Neve Dekalim, Gaza Strip Israel's troops were trained before the Gaza pullout. How to handle verbal abuse. How to be tough yet sensitive to the sadness and fury of Jewish settlers being yanked from their homes - from land they consider their biblical right.
But some soldiers weren't ready. They broke down sobbing, sometimes in each others arms, when settlers likened them to Nazis or thrust young children in their faces.
Despite isolated violence, the eviction of Gaza's die-hard settlers and their nationalist supporters Wednesday was swifter and smoother than anyone anticipated.
There was anguish, anger and tears. Yet there also were moments of tenderness between settlers and Israeli forces, reflecting intense and mixed emotions over Prime Minister Ariel Sharon's plan to cede Gaza to the Palestinians, ending 38 years of Israeli occupation.
In Neve Dekalim, the strip's biggest settlement and the center of resistance, soldiers hauled out two resisting men from the Ohayon family's house by their arms and legs. Another soldier gently carried out a toddler, wiping tears from the clinging boy's cheeks.
"You should be ashamed of yourselves," a neighbor shouted.
"Oh, merciful God," cried one of the men being carried out, wearing an orange Star of David on his shirt - orange, the color of the pullout protest movement, and the star, a throwback to the symbol Nazis required Jews during the Holocaust.

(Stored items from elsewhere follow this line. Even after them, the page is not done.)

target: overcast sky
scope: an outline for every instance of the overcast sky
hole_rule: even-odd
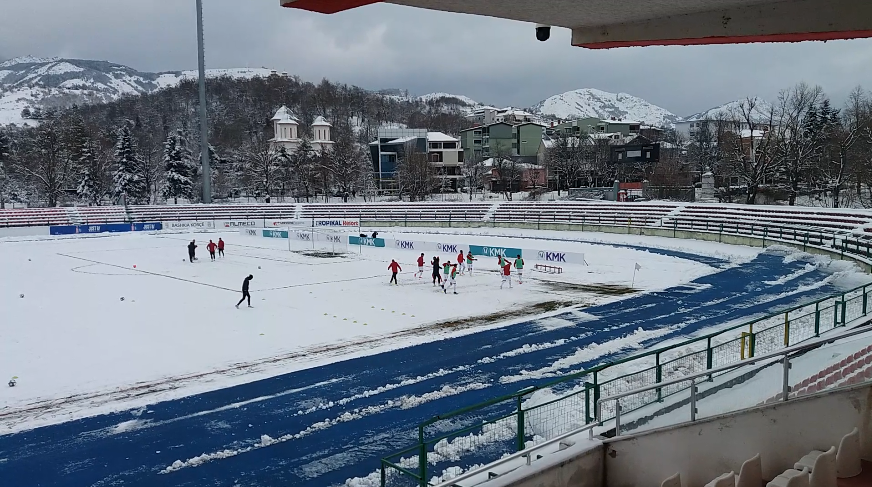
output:
[[[303,79],[463,94],[527,107],[577,88],[626,92],[677,115],[748,95],[774,99],[799,81],[837,105],[872,89],[872,40],[780,45],[625,48],[538,42],[530,24],[372,5],[336,15],[278,0],[204,0],[206,63],[268,67]],[[142,71],[196,69],[194,0],[9,0],[0,57],[108,60]]]

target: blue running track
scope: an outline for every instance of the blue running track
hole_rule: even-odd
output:
[[[645,344],[650,346],[837,291],[831,285],[814,286],[826,277],[823,272],[799,273],[805,262],[785,263],[783,256],[770,251],[734,267],[711,257],[687,253],[681,257],[720,270],[692,285],[585,309],[595,320],[571,312],[558,317],[574,322],[572,326],[543,326],[544,322],[531,320],[167,401],[145,410],[0,436],[0,485],[344,485],[348,478],[373,473],[381,456],[413,444],[419,422],[536,383],[533,379],[501,383],[501,377],[551,367],[579,348],[603,344],[638,328],[668,329]],[[797,276],[784,283],[764,283],[794,273]],[[547,346],[501,355],[526,344]],[[633,350],[612,352],[589,363],[573,364],[571,370],[630,353]],[[445,395],[426,396],[446,386],[460,392],[448,389]],[[254,447],[264,441],[262,435],[289,437]],[[265,440],[270,443],[269,438]],[[225,450],[225,458],[160,473],[175,460]]]

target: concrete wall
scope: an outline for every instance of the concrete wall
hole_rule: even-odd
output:
[[[32,235],[49,235],[48,227],[4,227],[0,228],[0,237],[27,237]]]
[[[872,387],[829,393],[616,438],[606,444],[604,487],[657,487],[676,472],[686,486],[738,473],[760,453],[772,479],[812,449],[837,446],[860,428],[863,457],[872,459]]]
[[[573,454],[574,447],[548,455],[531,466],[522,466],[487,482],[493,487],[602,487],[605,448],[584,447]]]

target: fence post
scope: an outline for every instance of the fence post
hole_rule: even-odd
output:
[[[672,238],[675,238],[678,234],[678,221],[672,220]]]
[[[784,354],[784,376],[781,383],[782,400],[786,401],[790,394],[790,354]]]
[[[814,303],[814,336],[821,336],[821,302]]]
[[[751,344],[748,347],[748,358],[754,358],[754,348],[756,347],[756,344],[757,344],[757,334],[754,332],[751,332],[751,334],[749,335],[749,338],[751,339]]]
[[[839,326],[839,300],[833,303],[833,328]]]
[[[696,421],[696,381],[690,379],[690,421]]]
[[[655,367],[655,375],[657,377],[657,383],[663,381],[663,371],[660,368],[660,352],[654,354],[654,367]],[[663,401],[663,389],[657,389],[657,402]]]
[[[724,235],[724,224],[721,223],[721,228],[720,228],[720,230],[718,230],[718,243],[720,243],[723,235]]]
[[[763,227],[763,248],[766,248],[766,234],[769,233],[769,227]]]
[[[705,359],[705,368],[709,370],[712,368],[712,362],[714,362],[714,350],[712,350],[712,337],[708,337],[705,345],[706,351],[706,359]],[[711,380],[712,376],[709,376],[709,380]]]
[[[521,396],[518,396],[518,451],[524,449],[524,408],[521,405]]]
[[[846,326],[848,324],[847,311],[848,311],[848,301],[845,300],[845,295],[842,294],[842,326]]]
[[[790,319],[787,317],[788,311],[784,312],[784,346],[790,346]]]
[[[866,286],[863,286],[863,316],[866,316],[866,302],[868,301],[868,296],[866,295]]]
[[[451,211],[448,212],[448,228],[451,228]]]
[[[592,384],[590,382],[584,383],[584,424],[590,424],[593,420],[590,416],[590,388]]]
[[[621,436],[621,400],[615,399],[615,436]]]
[[[418,474],[421,475],[419,484],[421,487],[427,487],[427,444],[424,443],[424,426],[418,426],[418,441],[421,442],[421,449],[418,451]]]

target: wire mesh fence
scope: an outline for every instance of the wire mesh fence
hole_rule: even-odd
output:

"We were trained for this, but simulation can't prepare you for this," one soldier said before she was sent to evict a family.
Minutes after the operation began, she was sitting on a curbside, weeping, comforted by a fellow soldier.
Some 14,000 unarmed Israeli soldiers and police entered six settlements throughout Wednesday, forcibly evacuating residents who refused to leave voluntarily. According to the army, 1,842 people were evacuated Wednesday. Of 1,600 families in Gaza's 21 settlements, only 600 remained by the end of the day.
"It's impossible to watch this ... without tears in the eyes," Sharon said, but he insisted the pullout would make Israel safer.
In the West Bank, a settler killed four Palestinian laborers in a shooting rampage, which Sharon denounced as a twisted act of "Jewish terror" designed to stop the historic pullout.
Palestinian militants said they would refrain from retaliating for the shooting. But a mortar shell fell near Israeli soldiers in Gaza, without causing casualties, and Palestinian youngsters threw stones at an Israeli tank outside Neve Dekalim, Gaza's largest Jewish settlement. The tank crew responded with tear gas and fired shells into the sand.
Elsewhere, the day was filled with ironic twists and heartrending scenes.
Soldiers joined anti-withdrawal protesters in prayer before evicting them. An elderly rabbi hugged a Torah scroll as he was escorted from a synagogue. A young man read from his prayer book as soldiers carried him to a bus. Teenagers burned tires in streets in last acts of defiance.
By evening, five of the six settlements that troops entered in the morning were cleared, with resisters remaining only in Neve Dekalim - for months the epicenter of resistance. Morag, Bedolah, Ganei Tal, Tel Katifa and Kerem Atzmona were deserted.